The Pacific Research Platform (PRP), would, within a few years, give participating universities and other research institutions the ability to move data 1,000 times faster compared to speeds on today's inter-campus shared internet.

The PRP's data sharing architecture, with end-to-end 10-100 gigabits per second (Gb/s) connections, will enable region-wide virtual co-location of data with computing resources and enhanced security options. PRP links most of the research universities on the West Coast (the 10 University of California campuses, San Diego State University, Caltech, USC, Stanford, University of Washington) via the Corporation for Education Network Initiatives in California (CENIC)/Pacific Wave's 100G infrastructure. To demonstrate extensibility PRP also connects the University of Hawaii System, Montana State University, the University of Illinois at Chicago, Northwestern, and the University of Amsterdam. Other research institutions in the PRP include Lawrence Berkeley National Laboratory (LBNL) and four national supercomputer centers (SDSC-UCSD, NERSC-LBNL, NAS-NASA Ames, and NCAR).

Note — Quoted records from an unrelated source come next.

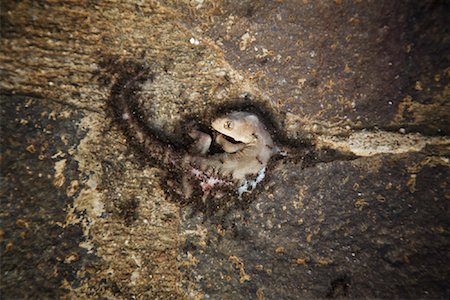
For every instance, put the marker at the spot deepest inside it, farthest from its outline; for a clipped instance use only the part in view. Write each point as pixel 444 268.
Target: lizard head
pixel 240 126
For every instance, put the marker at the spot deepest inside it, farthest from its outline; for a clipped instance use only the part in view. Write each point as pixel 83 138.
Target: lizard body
pixel 245 156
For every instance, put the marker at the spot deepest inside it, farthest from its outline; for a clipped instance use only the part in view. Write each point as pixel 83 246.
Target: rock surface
pixel 360 86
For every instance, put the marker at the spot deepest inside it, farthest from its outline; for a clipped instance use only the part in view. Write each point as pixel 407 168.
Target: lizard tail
pixel 126 113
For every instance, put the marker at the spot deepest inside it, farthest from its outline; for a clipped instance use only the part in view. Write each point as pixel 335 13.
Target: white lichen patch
pixel 59 178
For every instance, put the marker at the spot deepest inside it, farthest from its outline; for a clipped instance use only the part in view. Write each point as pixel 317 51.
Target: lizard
pixel 246 143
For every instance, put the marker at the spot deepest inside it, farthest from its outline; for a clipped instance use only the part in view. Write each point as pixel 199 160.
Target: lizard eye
pixel 228 125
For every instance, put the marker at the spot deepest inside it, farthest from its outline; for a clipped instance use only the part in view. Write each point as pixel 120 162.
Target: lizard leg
pixel 202 141
pixel 229 146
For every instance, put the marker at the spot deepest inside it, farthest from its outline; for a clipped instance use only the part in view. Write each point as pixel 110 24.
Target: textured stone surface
pixel 83 214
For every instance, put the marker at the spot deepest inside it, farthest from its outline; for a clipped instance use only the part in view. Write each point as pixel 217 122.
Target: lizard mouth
pixel 230 139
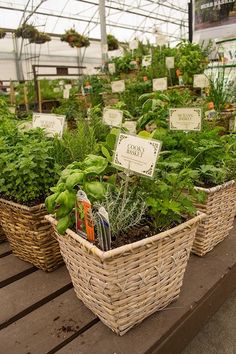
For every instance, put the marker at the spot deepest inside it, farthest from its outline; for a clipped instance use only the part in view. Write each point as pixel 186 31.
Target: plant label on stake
pixel 112 68
pixel 112 117
pixel 52 123
pixel 200 81
pixel 118 86
pixel 186 119
pixel 159 84
pixel 136 154
pixel 170 62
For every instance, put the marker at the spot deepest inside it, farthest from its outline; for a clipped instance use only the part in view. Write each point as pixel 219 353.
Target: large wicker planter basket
pixel 220 208
pixel 30 235
pixel 125 285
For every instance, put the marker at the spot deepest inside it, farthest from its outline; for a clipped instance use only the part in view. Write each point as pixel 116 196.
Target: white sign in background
pixel 136 154
pixel 118 86
pixel 185 119
pixel 159 84
pixel 170 62
pixel 52 123
pixel 200 80
pixel 112 117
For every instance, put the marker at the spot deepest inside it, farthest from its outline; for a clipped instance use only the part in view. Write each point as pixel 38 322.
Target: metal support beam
pixel 104 48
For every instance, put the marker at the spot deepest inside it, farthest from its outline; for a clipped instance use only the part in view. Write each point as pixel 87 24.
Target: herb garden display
pixel 125 210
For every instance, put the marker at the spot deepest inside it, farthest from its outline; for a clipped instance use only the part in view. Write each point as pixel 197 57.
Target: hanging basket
pixel 30 235
pixel 127 284
pixel 220 208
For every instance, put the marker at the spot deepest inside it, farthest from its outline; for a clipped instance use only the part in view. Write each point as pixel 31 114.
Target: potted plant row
pixel 134 267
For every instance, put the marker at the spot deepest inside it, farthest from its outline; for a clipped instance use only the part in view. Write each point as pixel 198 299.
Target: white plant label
pixel 112 117
pixel 147 60
pixel 133 44
pixel 159 84
pixel 136 154
pixel 52 123
pixel 118 86
pixel 130 125
pixel 200 81
pixel 66 93
pixel 170 62
pixel 112 68
pixel 185 119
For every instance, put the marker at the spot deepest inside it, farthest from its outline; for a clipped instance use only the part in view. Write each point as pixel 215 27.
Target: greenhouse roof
pixel 151 20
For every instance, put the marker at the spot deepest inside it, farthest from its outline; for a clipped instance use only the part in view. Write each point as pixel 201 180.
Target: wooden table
pixel 39 312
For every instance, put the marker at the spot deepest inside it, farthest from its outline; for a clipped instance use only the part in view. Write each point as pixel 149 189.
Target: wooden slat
pixel 202 276
pixel 46 327
pixel 4 247
pixel 15 299
pixel 11 267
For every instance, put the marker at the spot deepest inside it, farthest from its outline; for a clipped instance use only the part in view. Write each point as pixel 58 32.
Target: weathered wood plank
pixel 28 291
pixel 10 267
pixel 46 327
pixel 202 277
pixel 4 247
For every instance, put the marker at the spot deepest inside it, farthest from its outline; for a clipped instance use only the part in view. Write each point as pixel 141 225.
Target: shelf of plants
pixel 125 237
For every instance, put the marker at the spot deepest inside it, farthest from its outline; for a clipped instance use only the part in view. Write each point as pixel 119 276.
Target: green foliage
pixel 27 169
pixel 170 197
pixel 222 90
pixel 124 213
pixel 191 59
pixel 86 175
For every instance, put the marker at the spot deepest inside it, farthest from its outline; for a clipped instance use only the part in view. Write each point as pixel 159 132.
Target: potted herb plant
pixel 212 158
pixel 27 171
pixel 112 42
pixel 2 33
pixel 139 270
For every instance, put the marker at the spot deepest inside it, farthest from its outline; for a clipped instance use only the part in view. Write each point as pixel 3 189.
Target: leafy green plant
pixel 124 213
pixel 27 169
pixel 191 59
pixel 87 175
pixel 112 42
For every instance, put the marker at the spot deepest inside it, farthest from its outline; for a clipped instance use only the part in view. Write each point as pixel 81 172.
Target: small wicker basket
pixel 30 235
pixel 220 208
pixel 125 285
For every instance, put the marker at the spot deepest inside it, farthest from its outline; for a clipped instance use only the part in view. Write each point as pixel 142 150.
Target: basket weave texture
pixel 220 208
pixel 125 285
pixel 30 235
pixel 2 235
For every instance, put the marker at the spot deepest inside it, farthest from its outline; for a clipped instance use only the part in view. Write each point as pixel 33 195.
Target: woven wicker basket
pixel 219 207
pixel 125 285
pixel 30 235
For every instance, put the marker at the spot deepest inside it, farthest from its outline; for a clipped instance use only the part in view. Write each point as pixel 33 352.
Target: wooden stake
pixel 26 98
pixel 39 98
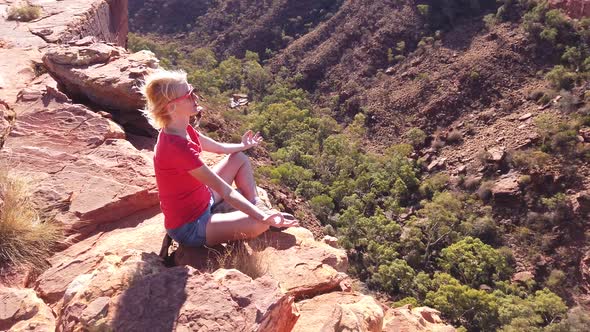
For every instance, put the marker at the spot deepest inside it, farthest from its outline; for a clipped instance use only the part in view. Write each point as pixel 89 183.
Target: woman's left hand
pixel 249 139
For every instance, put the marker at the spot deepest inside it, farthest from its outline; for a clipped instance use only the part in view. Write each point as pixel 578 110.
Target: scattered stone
pixel 339 311
pixel 22 310
pixel 523 276
pixel 585 133
pixel 94 71
pixel 525 117
pixel 506 188
pixel 72 154
pixel 408 319
pixel 331 241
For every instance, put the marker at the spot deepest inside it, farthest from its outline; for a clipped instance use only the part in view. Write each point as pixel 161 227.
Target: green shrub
pixel 415 137
pixel 23 13
pixel 474 262
pixel 405 301
pixel 530 159
pixel 560 78
pixel 27 237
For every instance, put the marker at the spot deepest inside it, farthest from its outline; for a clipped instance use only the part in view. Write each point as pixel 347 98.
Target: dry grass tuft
pixel 23 12
pixel 27 238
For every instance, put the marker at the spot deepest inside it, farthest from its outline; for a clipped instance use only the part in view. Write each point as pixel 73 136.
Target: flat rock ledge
pixel 106 75
pixel 80 163
pixel 133 291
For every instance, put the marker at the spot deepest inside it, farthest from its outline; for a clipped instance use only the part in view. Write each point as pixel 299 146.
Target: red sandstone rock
pixel 339 312
pixel 574 8
pixel 134 292
pixel 107 75
pixel 408 319
pixel 22 310
pixel 523 276
pixel 581 203
pixel 77 160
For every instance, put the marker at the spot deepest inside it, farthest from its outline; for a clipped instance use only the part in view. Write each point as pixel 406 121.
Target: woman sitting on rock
pixel 187 187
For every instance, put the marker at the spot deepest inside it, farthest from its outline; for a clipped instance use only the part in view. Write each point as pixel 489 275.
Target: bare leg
pixel 224 227
pixel 236 168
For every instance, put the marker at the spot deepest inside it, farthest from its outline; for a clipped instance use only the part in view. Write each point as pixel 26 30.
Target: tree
pixel 474 262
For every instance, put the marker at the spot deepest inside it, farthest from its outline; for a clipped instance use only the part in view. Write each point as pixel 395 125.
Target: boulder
pixel 574 8
pixel 66 20
pixel 83 257
pixel 581 203
pixel 133 291
pixel 108 76
pixel 585 133
pixel 303 266
pixel 77 160
pixel 22 310
pixel 495 155
pixel 585 271
pixel 339 311
pixel 331 241
pixel 408 319
pixel 506 188
pixel 523 276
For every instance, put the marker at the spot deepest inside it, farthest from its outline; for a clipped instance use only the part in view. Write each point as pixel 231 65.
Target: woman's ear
pixel 170 108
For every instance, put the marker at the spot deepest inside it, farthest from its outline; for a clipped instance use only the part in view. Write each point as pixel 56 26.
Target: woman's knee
pixel 240 157
pixel 259 228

In addition, the PRP will interconnect with the NSF-funded Chameleon NSFCloud research testbed and the Chicago StarLight/MREN community.

Fifteen existing multi-campus data-intensive application teams act as drivers of the PRP, providing feedback over the five years to the technical design staff. These application areas include accelerator particle physics, astronomical telescope survey data, gravitational wave detector data analysis, galaxy formation and evolution, cancer genomics, human and microbiome 'omics integration, biomolecular structure modeling, natural disaster, climate, CO2 sequestration simulations, as well as scalable visualization, virtual reality, and ultra-resolution video. The PRP will be extensible both across other data-rich research domains as well as to other national and international networks, potentially leading to a national and eventually global data-intensive research cyberinfrastructure.